Personalismo cattolico e teoria del capitale umano, peraltro, rimuovono il tema delle disuguaglianze sociali come variabile esplicativa dei fenomeni educativi. La prima in quanto prospetta una società interclassista; la seconda poiché le riduce alla responsabilità individuale. Valditara, per esempio, analizza i dati della dispersione implicita a Milano e a Torino, cioè del mancato raggiungimento di competenze in linea con il grado di scuola. I dati Invalsi sugli apprendimenti gli documentano i ritardi delle periferie. Quali le cause? La presenza di un maggior numero di studenti stranieri di prima o seconda generazione. Nessuna riflessione sulla stratificazione sociale degli abitanti delle periferie; nessuna riflessione su un assetto normativo che, liberalizzando le iscrizioni scolastiche, ha prodotto effetti di segregazione scolastica (ricerca delle scuole del centro cittadino). Lasciata cadere è la riflessione sul legame (a Torino) tra dispersione e “disagio sociale legato a fattori di crisi endogena, probabilmente determinati dalla pesante deindustrializzazione subita dalla città”. Il problema che Valditara non vede o non vuole vedere si chiama trasmissione intergenerazionale della povertà educativa che, ad oggi, è marginale nell’agenda del Governo come ha osservato il Forum per le diseguaglianze e diversità. Enfatizza l’efficacia di alcuni provvedimenti presi dal governo come Agenda Sud e Piano Estate sui quali, però, occorre attendere azioni di monitoraggio. Sul secondo in particolare mi sembrano del tutto pertinenti le osservazioni critiche di Simonetta Fasoli.

Giuseppe Valditara ha lavorato e lavora per l'egemonia culturale attraverso la scuola perché essa è, tra le altre cose, un potente catalizzatore di senso comune (tutti parlano di scuola). Il destinatario dell’operazione è la “maggioranza morale” che rispetto alle sfide della società liquida vuole essere rassicurata. Si tratta di ripristinare “la naturalità, la normalità di certi valori e di certi principi nella società, partendo dalle scuole, dalle università, per finire nei tribunali e quindi nella cultura”. L’operazione in atto, dunque, salda elementi sovranisti e neo-identitari (Linee guida per l’educazione civica e le Indicazioni Nazionali per il curricolo Scuola dell’infanzia e Scuole del Primo ciclo di istruzione. analizzati qui e qui) a politiche dell'istruzione orientate alla promozione dell’eguaglianza delle opportunità educative in senso debole: nel libero mercato dell’istruzione occorre informare adeguatamente le famiglie per canalizzare i figli nella filiera educativa adeguata ai loro talenti. In tali termini va vista tutta la recente normativa sull’orientamento scolastico.
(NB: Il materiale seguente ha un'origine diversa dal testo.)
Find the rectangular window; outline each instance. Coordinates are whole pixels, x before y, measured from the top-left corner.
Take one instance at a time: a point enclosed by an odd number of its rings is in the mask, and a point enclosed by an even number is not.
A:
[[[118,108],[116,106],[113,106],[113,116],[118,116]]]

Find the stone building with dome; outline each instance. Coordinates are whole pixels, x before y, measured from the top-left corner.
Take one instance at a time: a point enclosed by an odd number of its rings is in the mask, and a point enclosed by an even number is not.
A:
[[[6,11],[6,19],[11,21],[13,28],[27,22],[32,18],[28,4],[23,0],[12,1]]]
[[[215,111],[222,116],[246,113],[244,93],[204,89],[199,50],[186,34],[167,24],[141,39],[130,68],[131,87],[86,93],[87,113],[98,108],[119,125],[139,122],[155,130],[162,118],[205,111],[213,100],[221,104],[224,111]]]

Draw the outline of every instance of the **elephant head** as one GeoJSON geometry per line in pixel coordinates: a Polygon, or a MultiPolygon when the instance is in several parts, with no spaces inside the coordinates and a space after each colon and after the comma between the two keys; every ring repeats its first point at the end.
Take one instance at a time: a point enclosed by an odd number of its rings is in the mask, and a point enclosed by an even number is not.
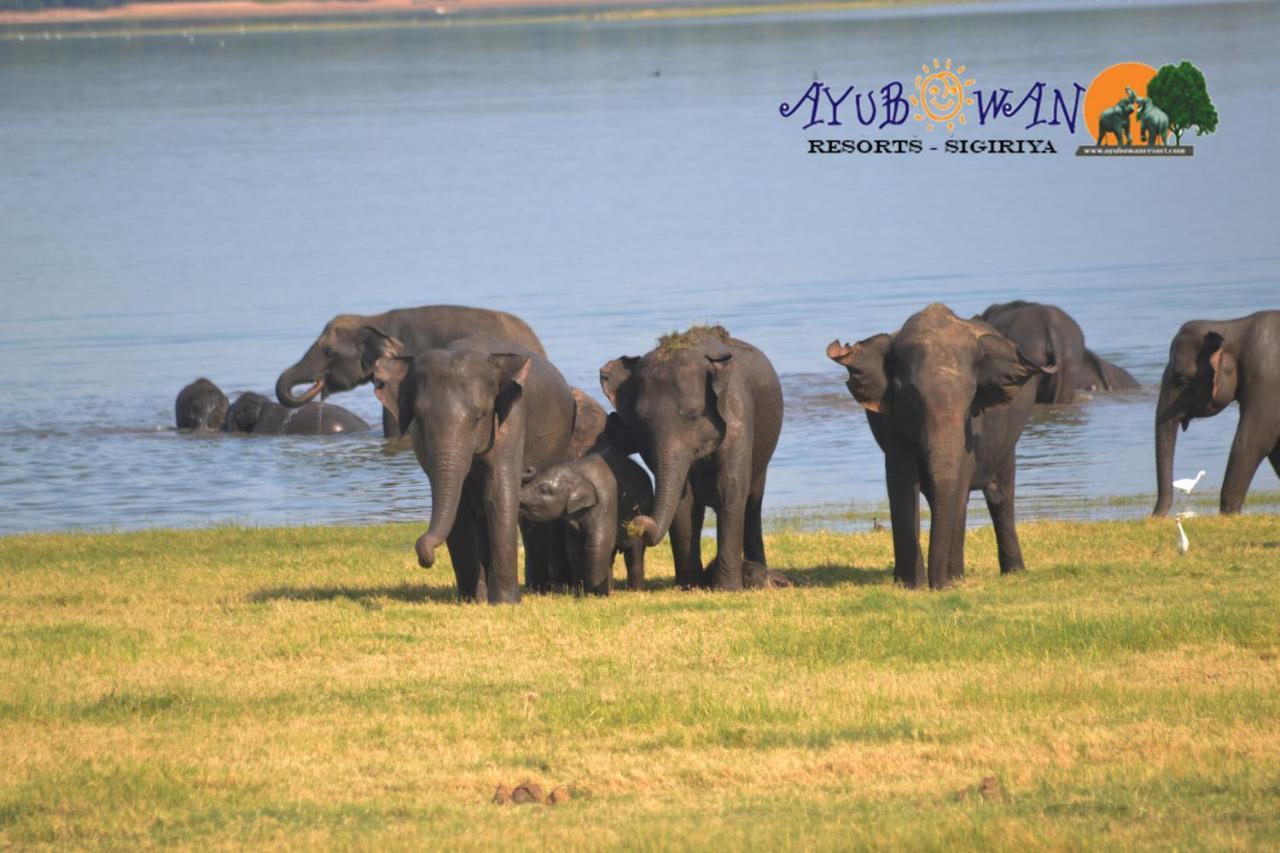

Il merito è di fatto un concetto ideologico costruito per ‘ripulire’ un'allocazione del vantaggio che è fondamentalmente ingiusta. Sintetizza Mino Conte: “le istanze conservatrici e socialmente regressive, dunque ostili al progetto emancipativo della scuola democratica, possano benissimo essere perseguite anche sotto la copertura di rassicuranti ma insidiose insegne inclusive e innovatrici, con un effetto democratico solo di superficie (La scuola democratica e suoi nemici)”. Varrebbe la pena chiedersi se esiste un progetto di scuola alternativo altrettanto sistematico capace di ritornare a parlare di ristrutturazione dei cicli scolastici, biennio comune alle superiori, obbligo a 18 anni, eguaglianza dei risultati formativi e non solo delle opportunità.